Few people or groups fit consistently within any typologies on all issues they encounter. Yet, most folks tend toward one of these modes as a dominant way of reconciling Christ and culture. Cultural context is a critical factor as well. If we live in Nazi Germany, we may feel drawn to one type. We may be drawn to another kind of living amid an open Western democracy. Furthermore, Stackhouse argues that different aspects of the same culture may elicit different responses from us.
The first two types (Christ against culture and Christ of culture) can be viewed as two extremes, with the other three being types that find degrees of tension and conjunction between the two. Niebuhr identified with the fifth type: Christ transforming culture. (Even so, Hauerwas labels Niebhur “The Chaplin to Power.”) Stackhouse points out that those who gravitate to this type have tended to operate according to one of three modes: 1) converting individuals, 2) constructing Christian institutions (alternative institutions offered in the hope that they become sufficiently attractive that others are drawn to them) and 3) conquering existing institutions with legitimate power (the mode of liberal Protestants, liberation theologians, the religious right, and Christian socialists to name a few.) (29) I suspect that this fifth type is the one most American Christians would likely identify with.

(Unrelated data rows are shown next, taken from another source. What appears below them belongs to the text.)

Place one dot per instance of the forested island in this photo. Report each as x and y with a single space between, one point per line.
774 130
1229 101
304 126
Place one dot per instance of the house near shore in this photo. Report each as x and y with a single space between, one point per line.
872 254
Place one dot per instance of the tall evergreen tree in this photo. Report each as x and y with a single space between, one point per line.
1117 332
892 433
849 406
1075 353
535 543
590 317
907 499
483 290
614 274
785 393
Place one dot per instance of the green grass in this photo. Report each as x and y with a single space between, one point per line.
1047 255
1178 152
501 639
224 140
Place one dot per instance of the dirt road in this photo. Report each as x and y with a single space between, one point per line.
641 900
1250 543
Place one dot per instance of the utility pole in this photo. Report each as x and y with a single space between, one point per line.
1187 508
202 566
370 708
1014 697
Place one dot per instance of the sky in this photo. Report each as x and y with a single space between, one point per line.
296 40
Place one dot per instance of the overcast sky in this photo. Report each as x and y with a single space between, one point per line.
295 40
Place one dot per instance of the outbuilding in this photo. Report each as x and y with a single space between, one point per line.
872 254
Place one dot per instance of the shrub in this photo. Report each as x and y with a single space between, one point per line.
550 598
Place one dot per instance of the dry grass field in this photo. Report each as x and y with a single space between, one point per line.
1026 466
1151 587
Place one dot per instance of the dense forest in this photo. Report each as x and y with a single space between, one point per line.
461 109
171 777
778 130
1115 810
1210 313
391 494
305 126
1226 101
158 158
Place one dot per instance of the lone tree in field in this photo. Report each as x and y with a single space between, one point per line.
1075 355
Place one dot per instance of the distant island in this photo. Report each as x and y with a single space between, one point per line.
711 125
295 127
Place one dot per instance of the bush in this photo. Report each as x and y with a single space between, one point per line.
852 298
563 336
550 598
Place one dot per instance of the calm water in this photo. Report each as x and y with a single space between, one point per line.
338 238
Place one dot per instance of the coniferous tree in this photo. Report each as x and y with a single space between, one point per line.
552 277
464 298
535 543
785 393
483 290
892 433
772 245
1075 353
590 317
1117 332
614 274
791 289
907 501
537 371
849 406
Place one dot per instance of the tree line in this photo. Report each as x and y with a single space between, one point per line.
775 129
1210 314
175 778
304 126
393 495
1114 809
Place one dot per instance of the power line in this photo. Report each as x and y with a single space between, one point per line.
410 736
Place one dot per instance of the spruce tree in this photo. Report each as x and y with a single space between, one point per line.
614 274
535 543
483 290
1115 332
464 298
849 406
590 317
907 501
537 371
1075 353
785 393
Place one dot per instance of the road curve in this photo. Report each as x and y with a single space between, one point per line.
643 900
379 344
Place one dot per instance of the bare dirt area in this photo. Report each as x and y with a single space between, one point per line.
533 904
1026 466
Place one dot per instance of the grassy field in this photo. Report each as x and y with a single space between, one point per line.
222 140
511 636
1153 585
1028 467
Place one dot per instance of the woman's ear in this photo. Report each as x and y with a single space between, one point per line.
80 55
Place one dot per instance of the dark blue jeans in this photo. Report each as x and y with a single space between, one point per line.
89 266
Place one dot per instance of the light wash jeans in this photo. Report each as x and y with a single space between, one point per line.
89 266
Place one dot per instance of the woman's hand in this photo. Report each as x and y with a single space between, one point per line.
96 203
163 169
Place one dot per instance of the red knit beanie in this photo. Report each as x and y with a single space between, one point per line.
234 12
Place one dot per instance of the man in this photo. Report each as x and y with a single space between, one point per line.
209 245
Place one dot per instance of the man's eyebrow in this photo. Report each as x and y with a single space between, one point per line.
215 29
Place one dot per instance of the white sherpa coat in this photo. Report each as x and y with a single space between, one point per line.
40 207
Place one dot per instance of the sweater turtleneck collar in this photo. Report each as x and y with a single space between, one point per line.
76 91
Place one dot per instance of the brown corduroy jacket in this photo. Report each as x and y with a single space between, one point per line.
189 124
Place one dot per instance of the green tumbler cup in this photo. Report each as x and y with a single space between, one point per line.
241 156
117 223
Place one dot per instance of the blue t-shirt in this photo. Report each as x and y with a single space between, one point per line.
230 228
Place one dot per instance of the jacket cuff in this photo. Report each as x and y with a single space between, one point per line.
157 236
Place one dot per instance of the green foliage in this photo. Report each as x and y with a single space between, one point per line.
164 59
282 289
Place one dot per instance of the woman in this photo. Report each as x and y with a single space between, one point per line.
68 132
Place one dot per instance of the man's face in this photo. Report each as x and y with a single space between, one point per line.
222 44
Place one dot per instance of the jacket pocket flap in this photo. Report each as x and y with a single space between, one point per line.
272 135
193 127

Stackhouse characterizes his position as a melding of four and five (Christ in Paradox with Culture and Christ transforming culture.) Four can rightly be criticized for becoming too accommodating to culture. Yet five often suffers from a manic hubris that debilitates achieving realistic levels of shalom. Somewhere between complacency and idealism is the right tension. This is what Stackhouse aims for.
The book can almost be divided into two books. Chapters 2, 3, and 4 review how C. S. Lewis, Reinhold Niebuhr, and Dietrich Bonhoeffer each struggled to relate Christ and culture in their work and lives. The book's second part does not build directly on these three vignettes but clearly dives into the issues highlighted by these scholars.
Echoing the sentiments of N. T. Wright in the book I reviewed yesterday, Stackhouse writes, "We do not go back to the garden, and we do not go up to heaven. We go forward to the New Jerusalem." (200) In some way, our efforts and energies in this life are redeemed and carried forward into the new creation. Unlike Wright, Stackhouse repeatedly connects this understanding and what it means for our work-a-day existence in the world. And he does so compellingly.
I can't tell you what a pleasure it was to read this book. I've often considered my "Christ and Culture" perspective a "radical realist." This was my way of capturing the tension between doggedly pursuing the greatest shalom within the confines of the knowledge that shalom cannot be fully consummated until the new creation. This ongoing tension in my life has led me to such ambivalent relationships with Evangelicalism, mainline Protestantism, and the emerging church. I rarely read a book that so clearly articulates the nuance and tension I see in living out the Christian life. There is too much here for me to summarize in this review.
The book is long and meaty but well-written. It is going on my shelf right next to Miroslav Volf's (who endorsed this book) Work in the Spirit and Darrel Cosden's A Theology of Work. (That means the Kruse book Hall of Fame.) Whether you are a Christian wrestling with culture or a pastor leading a congregation of folks who are, this is a must read!